There was a moment of skull-shattering pain and then I did scream. I screamed and screamed, slamming my hands against the glass until I had nothing left but a miserable, low sob to give. My fault. My fault. My fault.

“It’s a bit tragic, isn’t it? To give someone the one thing they desperately want, knowing that in the end, it only has the power to destroy them. He wanted so badly to know he wasn’t the only one like him—to fit in with us. It was pathetic.”

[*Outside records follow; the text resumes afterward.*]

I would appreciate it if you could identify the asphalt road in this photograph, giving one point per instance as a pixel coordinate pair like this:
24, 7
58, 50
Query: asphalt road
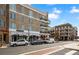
66, 52
22, 49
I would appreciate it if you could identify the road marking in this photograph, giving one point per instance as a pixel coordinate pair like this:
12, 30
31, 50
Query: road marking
38, 50
54, 51
71, 52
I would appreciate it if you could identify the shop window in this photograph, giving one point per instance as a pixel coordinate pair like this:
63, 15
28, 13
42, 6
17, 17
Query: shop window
1, 22
12, 25
12, 15
1, 11
13, 6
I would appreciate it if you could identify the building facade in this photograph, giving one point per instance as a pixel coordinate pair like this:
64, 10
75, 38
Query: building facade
18, 21
64, 32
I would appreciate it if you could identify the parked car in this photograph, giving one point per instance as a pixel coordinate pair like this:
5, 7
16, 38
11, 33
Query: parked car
19, 42
36, 42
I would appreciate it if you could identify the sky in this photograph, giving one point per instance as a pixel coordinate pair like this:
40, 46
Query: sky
60, 13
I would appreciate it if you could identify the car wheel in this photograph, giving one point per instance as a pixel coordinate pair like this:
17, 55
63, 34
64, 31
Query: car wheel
14, 45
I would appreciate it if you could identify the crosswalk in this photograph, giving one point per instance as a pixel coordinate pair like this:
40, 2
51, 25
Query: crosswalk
66, 51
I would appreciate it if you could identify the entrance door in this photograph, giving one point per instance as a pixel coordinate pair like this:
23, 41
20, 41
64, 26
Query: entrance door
1, 38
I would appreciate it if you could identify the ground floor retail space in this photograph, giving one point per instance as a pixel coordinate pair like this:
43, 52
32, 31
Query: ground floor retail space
4, 37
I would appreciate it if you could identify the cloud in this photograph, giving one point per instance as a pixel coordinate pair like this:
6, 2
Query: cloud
54, 14
74, 10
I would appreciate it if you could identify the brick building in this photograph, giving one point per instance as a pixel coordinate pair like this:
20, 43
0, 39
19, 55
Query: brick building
64, 32
19, 21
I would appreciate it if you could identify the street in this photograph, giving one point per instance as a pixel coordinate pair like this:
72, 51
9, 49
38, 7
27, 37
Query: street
35, 49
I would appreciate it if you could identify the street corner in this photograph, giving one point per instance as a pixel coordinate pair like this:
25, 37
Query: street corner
4, 47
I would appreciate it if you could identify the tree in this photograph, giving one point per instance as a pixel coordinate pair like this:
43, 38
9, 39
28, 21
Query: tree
56, 35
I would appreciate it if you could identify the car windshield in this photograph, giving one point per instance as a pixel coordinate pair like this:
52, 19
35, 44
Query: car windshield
20, 41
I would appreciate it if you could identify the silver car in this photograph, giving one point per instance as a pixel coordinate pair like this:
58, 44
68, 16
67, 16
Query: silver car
19, 42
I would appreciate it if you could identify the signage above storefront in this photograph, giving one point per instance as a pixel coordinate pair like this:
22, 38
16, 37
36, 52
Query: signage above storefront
20, 30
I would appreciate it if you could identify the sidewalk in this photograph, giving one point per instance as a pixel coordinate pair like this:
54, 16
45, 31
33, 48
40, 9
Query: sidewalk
4, 46
74, 46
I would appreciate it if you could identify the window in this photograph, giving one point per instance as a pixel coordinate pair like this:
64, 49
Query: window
21, 27
12, 15
13, 6
20, 9
12, 25
1, 11
1, 23
30, 13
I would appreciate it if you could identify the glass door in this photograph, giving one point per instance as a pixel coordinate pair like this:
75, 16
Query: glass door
1, 38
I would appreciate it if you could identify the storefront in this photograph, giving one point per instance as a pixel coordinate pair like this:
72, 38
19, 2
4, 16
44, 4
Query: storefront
44, 36
4, 39
16, 35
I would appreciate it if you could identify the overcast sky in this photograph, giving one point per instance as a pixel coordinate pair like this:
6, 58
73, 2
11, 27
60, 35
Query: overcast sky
60, 13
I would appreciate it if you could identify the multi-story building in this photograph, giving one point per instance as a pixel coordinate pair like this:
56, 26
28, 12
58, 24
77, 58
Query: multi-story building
20, 21
64, 32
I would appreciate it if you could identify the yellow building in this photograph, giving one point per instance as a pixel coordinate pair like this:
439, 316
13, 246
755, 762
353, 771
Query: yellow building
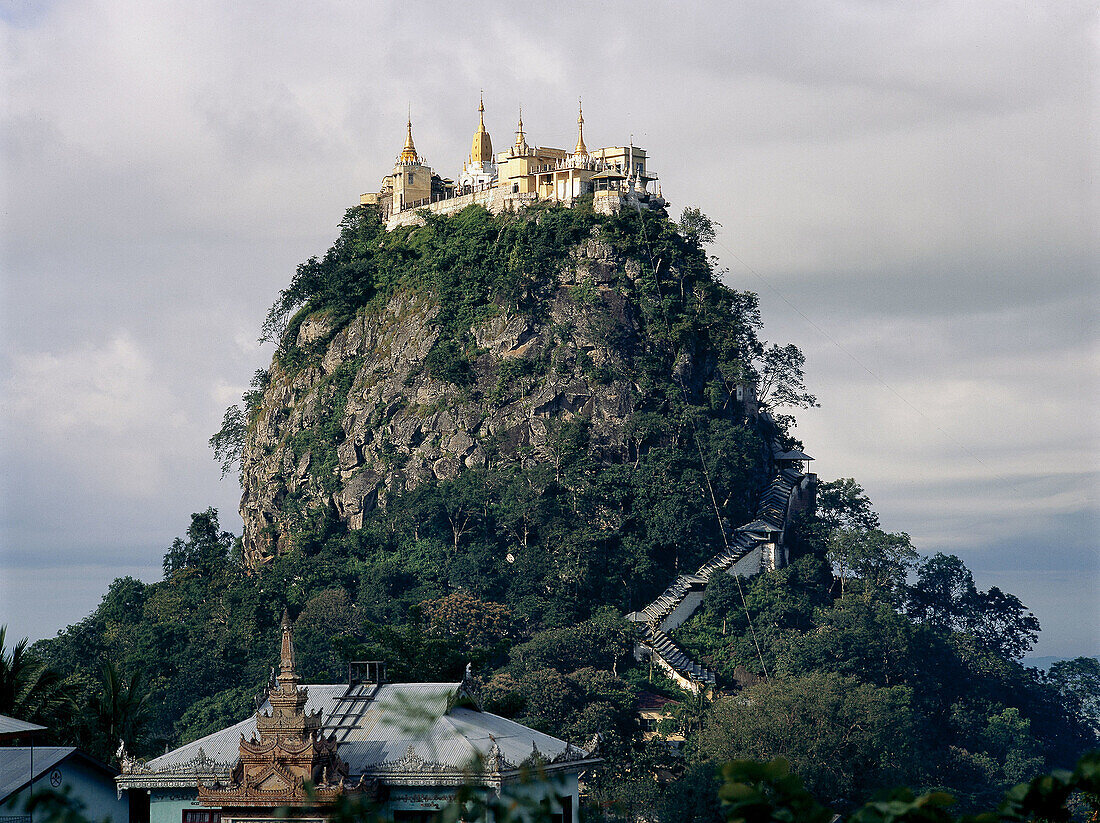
411, 185
615, 176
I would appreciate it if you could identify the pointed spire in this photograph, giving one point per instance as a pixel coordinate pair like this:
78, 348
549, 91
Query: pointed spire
581, 150
520, 138
408, 153
481, 150
287, 677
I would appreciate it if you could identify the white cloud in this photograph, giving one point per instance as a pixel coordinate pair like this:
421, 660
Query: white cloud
101, 409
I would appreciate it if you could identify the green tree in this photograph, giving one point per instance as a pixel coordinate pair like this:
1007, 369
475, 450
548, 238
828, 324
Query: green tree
30, 690
782, 381
844, 737
1078, 682
206, 548
121, 712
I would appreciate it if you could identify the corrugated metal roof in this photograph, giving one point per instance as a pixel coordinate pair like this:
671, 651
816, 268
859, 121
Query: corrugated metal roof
380, 727
13, 727
15, 765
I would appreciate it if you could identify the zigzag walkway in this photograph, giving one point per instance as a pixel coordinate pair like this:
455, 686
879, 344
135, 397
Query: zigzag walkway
680, 600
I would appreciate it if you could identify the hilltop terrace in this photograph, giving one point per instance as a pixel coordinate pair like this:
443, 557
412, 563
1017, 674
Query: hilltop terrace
615, 176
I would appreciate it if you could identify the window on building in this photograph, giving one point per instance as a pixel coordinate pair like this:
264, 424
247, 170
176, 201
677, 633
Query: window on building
415, 815
567, 808
201, 815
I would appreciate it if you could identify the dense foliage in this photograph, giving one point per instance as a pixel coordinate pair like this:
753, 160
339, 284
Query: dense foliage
860, 662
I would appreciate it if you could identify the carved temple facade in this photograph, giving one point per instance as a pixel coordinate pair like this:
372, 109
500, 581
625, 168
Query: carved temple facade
615, 176
407, 748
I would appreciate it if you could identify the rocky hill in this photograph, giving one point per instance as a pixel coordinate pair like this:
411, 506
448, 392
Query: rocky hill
365, 401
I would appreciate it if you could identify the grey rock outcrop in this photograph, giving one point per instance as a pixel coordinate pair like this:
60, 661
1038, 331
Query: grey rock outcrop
366, 418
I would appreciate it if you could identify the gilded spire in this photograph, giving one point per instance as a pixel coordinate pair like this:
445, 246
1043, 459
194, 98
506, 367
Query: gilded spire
287, 677
581, 150
408, 153
520, 138
481, 150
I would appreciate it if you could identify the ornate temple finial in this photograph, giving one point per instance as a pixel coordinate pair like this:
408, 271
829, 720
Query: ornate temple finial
581, 150
481, 150
287, 676
520, 138
408, 153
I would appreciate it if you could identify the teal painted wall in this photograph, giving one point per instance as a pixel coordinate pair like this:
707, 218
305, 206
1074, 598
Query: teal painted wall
91, 787
167, 805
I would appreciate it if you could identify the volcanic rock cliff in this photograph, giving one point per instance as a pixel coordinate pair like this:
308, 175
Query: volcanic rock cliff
378, 408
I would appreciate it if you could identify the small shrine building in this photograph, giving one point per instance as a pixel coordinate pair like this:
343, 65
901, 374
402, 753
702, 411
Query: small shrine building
405, 747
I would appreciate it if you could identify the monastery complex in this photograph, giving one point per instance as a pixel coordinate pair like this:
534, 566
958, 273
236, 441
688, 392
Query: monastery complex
615, 176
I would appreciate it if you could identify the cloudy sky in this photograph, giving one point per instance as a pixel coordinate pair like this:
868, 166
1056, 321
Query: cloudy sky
910, 187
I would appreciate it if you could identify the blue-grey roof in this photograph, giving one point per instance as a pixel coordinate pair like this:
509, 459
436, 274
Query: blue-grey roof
12, 727
15, 765
391, 730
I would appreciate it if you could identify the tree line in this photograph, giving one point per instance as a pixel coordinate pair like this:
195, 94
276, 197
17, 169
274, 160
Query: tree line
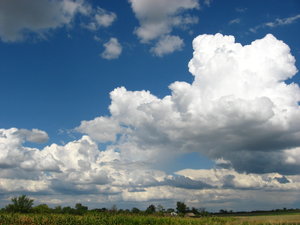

I lurched forward, vision flashing red, black, white, the invisible hands in my mind already driving toward him.

He couldn’t have this.

East River, Los Angeles, Jude, the research, Cole—he had taken so much, destroyed every trace of hope just as it solidified into something real in my hands. He can’t have this. We were too close. I was too close to finishing this.

Nico brought me up short, stepping in front of me brandishing the keys. Hands steady, expression focused, he unlocked each of the three deadbolts on the door.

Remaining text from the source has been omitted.